L’importance des CDD ou des missions d’intérim courtes en France met face à face syndicats et patronat
Alors que les contrats à durée déterminée (CDD) et les missions d’intérim de très courte durée représentent une part non négligeable des embauches en France, les négociations entre partenaires sociaux s’enlisent.
Réunis le 25 mars à l’Unédic, syndicats et organisations patronales peinent à trouver un terrain d’entente avant l’ultime séance prévue le 9 avril. En toile de fond : deux visions opposées du marché du travail.
Le record au contrats courts toujours très important
Le recours aux contrats courts s’est durablement installé dans le paysage de l’emploi. L’Unédic a en effet publié ses chiffres concernant ce type de travail, et les données sont sans appel : la France est la championne des contrats « jetables ». Au premier trimestre 2025, 81 % des embauches sont des contrats courts, c’est-à-dire des CDD de moins d’un mois ou de l’intérim.
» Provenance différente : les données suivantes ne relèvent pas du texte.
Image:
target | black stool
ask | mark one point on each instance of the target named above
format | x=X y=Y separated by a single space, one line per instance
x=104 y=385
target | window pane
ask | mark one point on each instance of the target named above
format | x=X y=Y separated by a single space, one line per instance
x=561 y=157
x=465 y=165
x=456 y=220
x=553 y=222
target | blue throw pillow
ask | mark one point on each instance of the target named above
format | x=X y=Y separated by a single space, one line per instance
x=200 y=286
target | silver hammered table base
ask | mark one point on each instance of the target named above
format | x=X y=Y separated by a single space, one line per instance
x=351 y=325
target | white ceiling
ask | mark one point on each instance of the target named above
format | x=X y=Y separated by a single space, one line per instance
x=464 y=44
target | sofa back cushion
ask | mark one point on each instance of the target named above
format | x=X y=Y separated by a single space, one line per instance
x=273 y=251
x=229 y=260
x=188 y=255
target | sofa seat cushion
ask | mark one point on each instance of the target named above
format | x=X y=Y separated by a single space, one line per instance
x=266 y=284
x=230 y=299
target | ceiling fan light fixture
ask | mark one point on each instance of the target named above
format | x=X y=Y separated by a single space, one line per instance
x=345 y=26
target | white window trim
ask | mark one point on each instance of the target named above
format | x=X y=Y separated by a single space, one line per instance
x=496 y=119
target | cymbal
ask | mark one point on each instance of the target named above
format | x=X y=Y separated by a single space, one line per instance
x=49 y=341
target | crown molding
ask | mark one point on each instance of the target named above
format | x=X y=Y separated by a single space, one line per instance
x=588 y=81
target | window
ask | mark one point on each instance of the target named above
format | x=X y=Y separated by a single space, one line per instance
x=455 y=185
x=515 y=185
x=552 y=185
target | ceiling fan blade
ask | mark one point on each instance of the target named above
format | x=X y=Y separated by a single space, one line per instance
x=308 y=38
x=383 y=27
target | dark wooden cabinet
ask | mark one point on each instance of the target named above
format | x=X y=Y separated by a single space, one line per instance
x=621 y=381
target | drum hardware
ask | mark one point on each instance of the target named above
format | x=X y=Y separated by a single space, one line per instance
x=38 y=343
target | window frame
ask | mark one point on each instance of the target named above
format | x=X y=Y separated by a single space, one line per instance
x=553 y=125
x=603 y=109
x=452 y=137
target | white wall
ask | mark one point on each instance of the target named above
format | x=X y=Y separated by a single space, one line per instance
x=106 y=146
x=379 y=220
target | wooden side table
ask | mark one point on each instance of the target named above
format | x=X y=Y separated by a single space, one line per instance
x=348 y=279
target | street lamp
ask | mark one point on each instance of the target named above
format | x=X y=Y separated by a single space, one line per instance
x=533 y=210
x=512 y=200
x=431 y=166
L’Unédic rappelle cependant que « depuis les années 2000, la part des contrats à durée limitée dans l’emploi total est stable aux alentours de 10 % », et que la part des CDD a tout de même progressé entre 2000 et 2015 avant de s’être « stabilisée ensuite ».
Néanmoins, les emplois en contrats courts restent importants et c’est avec des objectifs différents que syndicats et patronat sont engagés depuis début janvier dans les discussions sur l’encadrement de ces contrats. Or, si les premiers entendent freiner le recours aux contrats de courte durée et mettre fin aux abus, les seconds souhaitent au contraire davantage déréguler et lever les contraintes.
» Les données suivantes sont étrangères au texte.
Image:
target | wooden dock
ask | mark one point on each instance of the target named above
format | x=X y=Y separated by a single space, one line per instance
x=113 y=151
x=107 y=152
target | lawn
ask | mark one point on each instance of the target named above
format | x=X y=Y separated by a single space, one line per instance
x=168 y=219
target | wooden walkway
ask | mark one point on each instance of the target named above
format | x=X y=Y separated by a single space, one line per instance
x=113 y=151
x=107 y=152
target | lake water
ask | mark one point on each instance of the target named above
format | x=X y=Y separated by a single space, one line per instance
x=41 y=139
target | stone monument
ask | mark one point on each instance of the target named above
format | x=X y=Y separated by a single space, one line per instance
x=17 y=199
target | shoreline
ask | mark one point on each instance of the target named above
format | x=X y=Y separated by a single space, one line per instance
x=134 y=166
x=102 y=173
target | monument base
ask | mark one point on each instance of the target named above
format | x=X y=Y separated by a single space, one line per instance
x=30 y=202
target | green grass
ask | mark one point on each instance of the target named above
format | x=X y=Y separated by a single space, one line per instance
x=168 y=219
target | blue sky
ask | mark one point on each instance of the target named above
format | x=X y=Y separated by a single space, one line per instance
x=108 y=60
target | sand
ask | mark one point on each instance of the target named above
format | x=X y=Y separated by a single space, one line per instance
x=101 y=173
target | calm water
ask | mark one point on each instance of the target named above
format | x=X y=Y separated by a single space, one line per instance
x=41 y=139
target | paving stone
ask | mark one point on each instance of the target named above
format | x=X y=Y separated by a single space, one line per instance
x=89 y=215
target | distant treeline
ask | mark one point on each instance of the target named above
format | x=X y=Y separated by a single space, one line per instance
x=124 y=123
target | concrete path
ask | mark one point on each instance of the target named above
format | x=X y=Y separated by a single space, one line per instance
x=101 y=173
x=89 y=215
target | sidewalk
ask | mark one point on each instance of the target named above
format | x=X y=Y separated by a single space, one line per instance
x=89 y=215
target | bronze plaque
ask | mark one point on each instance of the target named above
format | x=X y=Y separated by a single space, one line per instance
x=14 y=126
Deux visions irréconciliables ?
Les négociations semblent pour l’instant faire du surplace, les stratégies et opinions étant totalement différentes. Le patronat souhaitait par exemple mettre en place une prime de précarité qui inciterait certains à refuser une promesse d’embauche en CDI pour rester en CDD. « Il faut répondre aux aspirations des entreprises et des gens qui enchaînent les contrats saisonniers et s'en accommodent très bien » a indiqué à nos confrères de BFM Business Éric Chevée, vice-président de la CPME.
À l’inverse, la priorité des syndicats est de renchérir le coût du recours aux contrats courts pour inciter à l’embauche en CDI. Ils dénoncent des abus manifestes et réclament un durcissement du système de « bonus-malus », lequel module les cotisations chômage des entreprises selon leur consommation de contrats précaires.
« Pour parvenir à remplacer le bonus-malus par autre chose, il faut un haut niveau de dialogue social et la CFDT sera très exigeante », a prévenu Olivier Guivarch pour le premier syndicat français. De son côté, Jean-François Foucard, représentant de la CFE-CGC, met en garde contre un excès d’encadrement : « Si on met trop de normes, on sait qu'on va favoriser le contournement », avec à la clé un risque de bascule de certains travailleurs vers l’auto-entrepreneuriat.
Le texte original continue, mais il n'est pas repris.